L’expo se scinde en huit univers qui se chevauchent les uns les autres notamment par les sons très présents.
J’ai particulièrement aimé une vidéo très cruelle ou un jeune ado au visage poupin (qui rappelle un peu Brian Jones) se fait maltraiter par deux coiffeurs très spéciaux…
Et aussi les dessins de parties du corps comme les poumons qu’il déguise en personnages antinomiques (cerveaux de femme et d’homme, coiffés différemment !) ou les intestins qu’il fait surgir de partout.
Au sixième étage, une rétrospective de l’oeuvre énorme de Simon Hantaï (1922-2008), peintre hongrois réfugié en France après-guerre, qui a rejoint Montparnasse et son Gotha, puis vécut définitivement à la campagne avec sa femme et leur cinq enfants. Les dimensions de ses oeuvres nécessitaient un espace conséquent. Ce qu’on voit principalement dans cette rétrospective est découpé en une dizaine de périodes, toutes d’expérimentations, dont les plus connues sont celles des pliages.
Après des débuts figuratifs, une période Pollock, une autre sur la peinture-écriture, Hantaï s’est mis à froisser ses toiles, à les plier, pour ne peindre que sur l’espace visible. Et n’y découvrir le résultat qu’en les dépliant. Il faut voir la taille de certaines toiles (sur la vidéo surtout, celles exposées étant réduites aux murs de Beaubourg), ses magnifiques couleurs, parfois une seule, parfois une variété. Le plus impressionnant se voit donc dans une vidéo où il montre le travail que nécessite les pliages des Tabulas.

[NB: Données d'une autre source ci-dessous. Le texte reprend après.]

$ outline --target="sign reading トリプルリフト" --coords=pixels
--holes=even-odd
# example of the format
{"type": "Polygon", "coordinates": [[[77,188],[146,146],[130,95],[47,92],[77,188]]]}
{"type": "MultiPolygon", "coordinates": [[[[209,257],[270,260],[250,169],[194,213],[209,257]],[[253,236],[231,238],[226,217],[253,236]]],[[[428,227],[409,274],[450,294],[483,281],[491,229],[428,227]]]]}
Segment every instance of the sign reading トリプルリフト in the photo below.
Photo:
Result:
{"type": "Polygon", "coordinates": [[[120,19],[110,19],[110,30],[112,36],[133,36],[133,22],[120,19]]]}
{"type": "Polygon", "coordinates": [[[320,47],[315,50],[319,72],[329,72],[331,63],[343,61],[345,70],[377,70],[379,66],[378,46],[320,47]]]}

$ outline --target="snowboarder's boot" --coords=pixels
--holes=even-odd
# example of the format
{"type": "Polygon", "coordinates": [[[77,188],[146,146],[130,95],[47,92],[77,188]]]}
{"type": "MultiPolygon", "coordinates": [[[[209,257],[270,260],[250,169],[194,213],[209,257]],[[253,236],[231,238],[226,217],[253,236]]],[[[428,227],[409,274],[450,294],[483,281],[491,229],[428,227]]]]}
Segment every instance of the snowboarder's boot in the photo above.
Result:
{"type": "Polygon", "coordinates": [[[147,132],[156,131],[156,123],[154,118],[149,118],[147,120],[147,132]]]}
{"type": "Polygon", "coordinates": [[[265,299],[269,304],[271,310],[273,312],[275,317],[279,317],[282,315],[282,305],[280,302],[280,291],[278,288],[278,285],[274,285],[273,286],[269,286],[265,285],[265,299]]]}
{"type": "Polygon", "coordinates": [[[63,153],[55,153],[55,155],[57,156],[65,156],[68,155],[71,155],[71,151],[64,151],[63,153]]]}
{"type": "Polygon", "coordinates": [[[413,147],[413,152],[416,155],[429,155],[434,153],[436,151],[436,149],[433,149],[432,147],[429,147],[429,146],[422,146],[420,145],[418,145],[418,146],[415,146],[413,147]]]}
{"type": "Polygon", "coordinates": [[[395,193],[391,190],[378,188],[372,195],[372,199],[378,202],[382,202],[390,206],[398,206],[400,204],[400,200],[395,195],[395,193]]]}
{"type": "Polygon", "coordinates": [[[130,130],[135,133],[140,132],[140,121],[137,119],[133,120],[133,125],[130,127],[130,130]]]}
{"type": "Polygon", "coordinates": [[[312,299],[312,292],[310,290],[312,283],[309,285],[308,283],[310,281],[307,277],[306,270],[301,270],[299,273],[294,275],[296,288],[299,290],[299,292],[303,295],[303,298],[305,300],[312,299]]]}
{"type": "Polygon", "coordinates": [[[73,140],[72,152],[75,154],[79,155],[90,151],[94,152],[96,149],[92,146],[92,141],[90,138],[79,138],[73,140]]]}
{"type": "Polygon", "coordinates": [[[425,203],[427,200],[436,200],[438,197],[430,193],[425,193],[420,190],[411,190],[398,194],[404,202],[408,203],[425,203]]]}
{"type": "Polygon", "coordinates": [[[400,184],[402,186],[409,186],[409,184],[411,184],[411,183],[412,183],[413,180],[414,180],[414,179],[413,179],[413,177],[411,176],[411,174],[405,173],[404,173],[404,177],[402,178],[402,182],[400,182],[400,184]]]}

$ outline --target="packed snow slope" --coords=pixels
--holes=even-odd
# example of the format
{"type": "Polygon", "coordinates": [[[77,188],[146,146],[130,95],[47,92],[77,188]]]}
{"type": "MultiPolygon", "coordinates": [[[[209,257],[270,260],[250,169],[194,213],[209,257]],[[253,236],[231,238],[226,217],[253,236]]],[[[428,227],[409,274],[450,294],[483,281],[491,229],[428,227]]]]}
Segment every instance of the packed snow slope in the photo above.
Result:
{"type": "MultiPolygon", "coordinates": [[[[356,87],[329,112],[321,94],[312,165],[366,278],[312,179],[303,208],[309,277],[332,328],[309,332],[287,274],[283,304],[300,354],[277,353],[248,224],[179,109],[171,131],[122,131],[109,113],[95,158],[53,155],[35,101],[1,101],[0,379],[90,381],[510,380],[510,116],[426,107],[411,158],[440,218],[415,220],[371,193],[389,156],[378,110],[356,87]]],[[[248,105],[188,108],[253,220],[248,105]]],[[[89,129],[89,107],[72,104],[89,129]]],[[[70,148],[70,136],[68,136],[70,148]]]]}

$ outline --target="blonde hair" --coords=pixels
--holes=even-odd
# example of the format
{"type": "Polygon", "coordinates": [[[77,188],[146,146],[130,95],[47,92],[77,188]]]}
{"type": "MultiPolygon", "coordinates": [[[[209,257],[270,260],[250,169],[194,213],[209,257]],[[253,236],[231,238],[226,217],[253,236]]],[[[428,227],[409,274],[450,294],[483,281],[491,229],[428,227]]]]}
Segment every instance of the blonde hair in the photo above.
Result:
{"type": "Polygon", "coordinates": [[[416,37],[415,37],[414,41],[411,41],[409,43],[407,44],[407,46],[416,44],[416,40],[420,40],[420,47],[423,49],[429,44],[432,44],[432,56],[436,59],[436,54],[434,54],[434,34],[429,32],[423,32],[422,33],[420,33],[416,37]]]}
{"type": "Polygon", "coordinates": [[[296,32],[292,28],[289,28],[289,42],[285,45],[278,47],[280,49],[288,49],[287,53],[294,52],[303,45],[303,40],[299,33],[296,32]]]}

Les Tabulas sont des toiles gigantesques (plusieurs mètres), qu’il plie horizontalement et verticalement pour que les plis forment des carrés. Il passe un rouleau pour les aplatir. Ensuite, il noue chaque coin de tous les carrés (comme pour un exercice de tye-and-dye pour ceux qui connaissent). Il y en a des centaines. Cette fastidieuse phase de travail est comparable à la tâche de l’ouvrier, répétant encore et encore le même geste sur de longues périodes. Ensuite, avec une petite brosse, il remplit chaque carré de peinture, l’un après l’autre. Puis il déplie la toile. C’est énorme, le dépliage offre une superbe vision d’un work in progress. L’artiste évoque la façon dont sa mère repassait son tablier, obtenant des carrés plus ou moins brillant.
La période Tabulas est son avant-dernière période, elle dure dix ans. Sur la vidéos, il étale dans son parc plusieurs dizaine d’immenses toiles.
Toutes les autres expérimentations exposées donnent de magnifiques résultats bien que ce ne fût pas le but de l’artiste, comme celles qu’il a appelées les « Meuns », du nom d’un village très de chez lui, où les toiles sont rassemblées depuis les quatre coins noués, puis chiffonnées. Résultats d’une grande élégance.
Expositions au Centre Pompidou de Mike Kelley jusqu’au 5 août et de Simon Hantaï jusqu’au 2 septembre 2013.